INTERVIEW

«Alle meine Filme sind emotional.»

Es ist nur eine Momentaufnahme auf drei Generationen bürgerlicher Existenz, in der uns Michael Haneke in seinem neuen Film Happy End gewahr werden lässt, welche Gewissheiten am Entgleiten, welche Werte am Untergehen sein könnten. Selbst über die Flüchtigkeit jugendlicher Chat-Medien vermag der Filmemacher ein nachhaltiges Unbehagen über und in uns selbst zu generieren. Ein Gespräch mit Michael Haneke.



HAPPY END ist der Film nach Amour, jenem Film, mit dem Sie Ihre allergrößten Erfolge gefeiert haben. Erfolg und Anerkennung bedeuten auch Zustimmung. Man hat Amour auch als „emotionaleren“ Film als die bisherigen bezeichnet. Nun kennt man Sie als einen Filmemacher, der seine Zuschauer gerne in einen schmerzhaften Zustand der Wachsamkeit versetzt und deren Sehgewohnheiten irritiert. War es Ihnen im Buch nach Amour auch ein Anliegen, Ihren scharfen, oft unbarmherzigen Blick auf die Menschen sei es im Familienverband, sei es in der Gesellschaft auf die Leinwand zu bringen?

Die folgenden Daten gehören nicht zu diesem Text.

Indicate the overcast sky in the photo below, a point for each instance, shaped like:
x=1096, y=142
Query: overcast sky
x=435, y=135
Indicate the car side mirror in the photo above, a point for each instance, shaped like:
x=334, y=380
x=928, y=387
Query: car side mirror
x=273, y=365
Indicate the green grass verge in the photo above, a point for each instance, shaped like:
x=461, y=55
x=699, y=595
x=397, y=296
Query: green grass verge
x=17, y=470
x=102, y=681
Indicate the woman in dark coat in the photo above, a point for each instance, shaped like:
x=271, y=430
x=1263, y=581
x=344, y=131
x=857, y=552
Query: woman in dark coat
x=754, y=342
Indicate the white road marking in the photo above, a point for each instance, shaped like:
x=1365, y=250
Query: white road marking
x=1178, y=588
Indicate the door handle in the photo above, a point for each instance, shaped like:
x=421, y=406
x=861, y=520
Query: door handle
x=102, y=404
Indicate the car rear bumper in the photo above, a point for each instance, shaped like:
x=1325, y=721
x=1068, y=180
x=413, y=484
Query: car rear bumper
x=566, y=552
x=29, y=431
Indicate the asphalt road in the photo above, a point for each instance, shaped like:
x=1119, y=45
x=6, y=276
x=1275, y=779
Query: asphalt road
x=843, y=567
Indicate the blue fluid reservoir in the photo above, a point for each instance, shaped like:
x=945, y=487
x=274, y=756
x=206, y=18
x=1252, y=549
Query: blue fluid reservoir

MICHAEL HANEKE: Es wäre dumm und heuchlerisch zu behaupten, dass mir Zustimmung nicht recht ist. Natürlich freue ich mich darüber. Ich mache Filme ja für ein Publikum. Wenn ich einen neuen Film schreibe, verfolge ich keine Strategie, sondern warte einmal, was mir als nächstes einfällt. Nach Amour schrieb ich zunächst einen anderen Film, der dann aus verschiedensten Gründen nicht realisierbar war. Also musste ich noch einmal neu anfangen und da fiel mir diese Geschichte ein, die ich in HAPPY END erzähle. Amour ist ja auch nicht deshalb das geworden, was es ist, weil ich mir vorgenommen hatte, einen „netteren“ Film zu machen. Alle meine Filme sind emotional. Man sucht für jedes Thema eine adäquate Form. Darin liegt ja die eigentliche künstlerische Arbeit: Geschichten so zu erzählen, dass sie beim Rezipienten auch funktionieren. Diese Form ändert sich je nach Thema. Natürlich mache ich in gewisser Weise immer den gleichen Film, welcher Autor tut das nicht? Dennoch hoffe ich, dass ich mich im Laufe meines Lebens zumindest in kleinen Schritten weiterentwickle. Jedenfalls ist es nicht so, dass ich sage, jetzt habe ich einen „netten“ Film gemacht, jetzt muss ich einen „bösen“ machen. Man weiß ja im Moment, wo man mit dem Schreiben beginnt, gar nicht, in welche Richtung es gehen wird. Vieles ergibt sich auf der Strecke.

 
Caché eröffnet mit einer langen, mit einer Videokamera aufgenommenen Beobachtungssequenz, HAPPY END mit einer mit der Handykamera gefilmten Einstellung, wo ebenfalls jemand aus der Distanz beobachtet wird. Was hat sich in diesen letzten Jahren seit Caché in der Mediennutzung und im Umgang mit dem Bild verändert, das Sie thematisieren wollten?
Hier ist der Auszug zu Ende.